Sunday, August 2, 2009

The Color Purple: Shades of Mediocrity


A couple of weeks ago, I saw the National Tour of The Color Purple at the Kennedy Center in Washington, DC. The highly-promoted tour stars Fantasia (who, from the title page of the program no longer needs her last name, Barino). Even though Fantasia gave a really solid performance that night, it’s taken me a while to write about the show. Honestly, it’s taken me a while to dissect my feelings about it.

To be fair, The Color Purple is not a bad musical—it’s perfectly fine. But in many ways, I think that mediocrity is the show’s downfall.

In the mid 80s, when I was in college at an arts conservatory in North Carolina, just down the road the legendary Stephen Spielberg was filming the screen adaptation of Alice Walker’s masterpiece, The Color Purple. This was particularly important because it meant an opportunity for art school students to appear in the Spielberg film as an extra. There was tremendous buzz on campus, and several of my friends and classmates ended up surviving the editing room floor and are forever immortalized in the film that made Whoopi and Oprah household names. The daily cafeteria chatter was the kind that defines film legends, “Yesterday, Spielberg stopped production for six hours waiting for the perfect cloud formation.”

Who knows whether or not the stories grew over time or even ever happened, but the thought that they might be true made Spielberg a genius in our minds. And the film version of The Color Purple did not disappoint. The film is lush, sweeping, touching, and beautiful. John Williams’ score mapped perfectly to every scene, giving real emotion and desperation to the characters and the setting.
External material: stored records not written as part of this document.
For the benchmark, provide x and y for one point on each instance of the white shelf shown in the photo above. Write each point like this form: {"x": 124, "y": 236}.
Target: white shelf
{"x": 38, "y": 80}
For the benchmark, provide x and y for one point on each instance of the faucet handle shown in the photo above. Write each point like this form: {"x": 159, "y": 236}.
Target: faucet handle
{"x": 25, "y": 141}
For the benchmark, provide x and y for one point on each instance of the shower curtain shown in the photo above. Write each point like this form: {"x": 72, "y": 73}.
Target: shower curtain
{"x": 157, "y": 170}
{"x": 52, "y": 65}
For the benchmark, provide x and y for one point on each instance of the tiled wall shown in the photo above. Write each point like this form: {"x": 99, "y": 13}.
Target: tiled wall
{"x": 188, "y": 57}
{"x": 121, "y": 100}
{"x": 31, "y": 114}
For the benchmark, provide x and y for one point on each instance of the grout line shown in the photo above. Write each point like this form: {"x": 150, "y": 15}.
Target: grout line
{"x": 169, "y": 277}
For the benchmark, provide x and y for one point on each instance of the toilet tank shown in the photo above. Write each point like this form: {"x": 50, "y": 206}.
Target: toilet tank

This brings me back to the stage musical version of the same name. The Color Purple, the musical, is not lush and at times is not even melodic. The score is more forgettable and the book is a forced compilation of iconic moments, each reminding us of the same moment in the film. Every memorable line from the movie is here, but the context that strings these moments together is missing.

The worst offense is at the beginning of Act II with the representation of Africa. The scene looks like a moment designed to mock The Lion King—when the dead antelope is carried out, it looks like a Forbidden Broadway parody of The Circle of Life.

As I said, The Color Purple is not a bad show. But it should have been an amazing show. It should have been beautiful and touching. It should have captivated its audience and left not a dry eye in the house. It just didn’t.

I think the thing that disappoints me the most, is that The Color Purple is a marketing gift—with Oprah’s endorsement, the familiarity of the film, and Alice Walker’s powerful story, this show is packing in crowds of people who almost never go to the theatre. Here is an opportunity to introduce non-theatre goers to the magic of the stage—to get them hooked and coming back again and again. Rather than leverage this powerful property by producing a brilliant theatrical event, this audience is deceived into thinking that The Color Purple is theatrical genius. Everyone raves, and Oprah said that it’s good—therefore, it must be. The opportunity to educate, to inspire, and to introduce magic has been wasted.

I had a teacher at that North Carolina arts school who used to say, “There is no room in the arts for mediocrity.” Clearly, she hadn’t yet seen The Color Purple.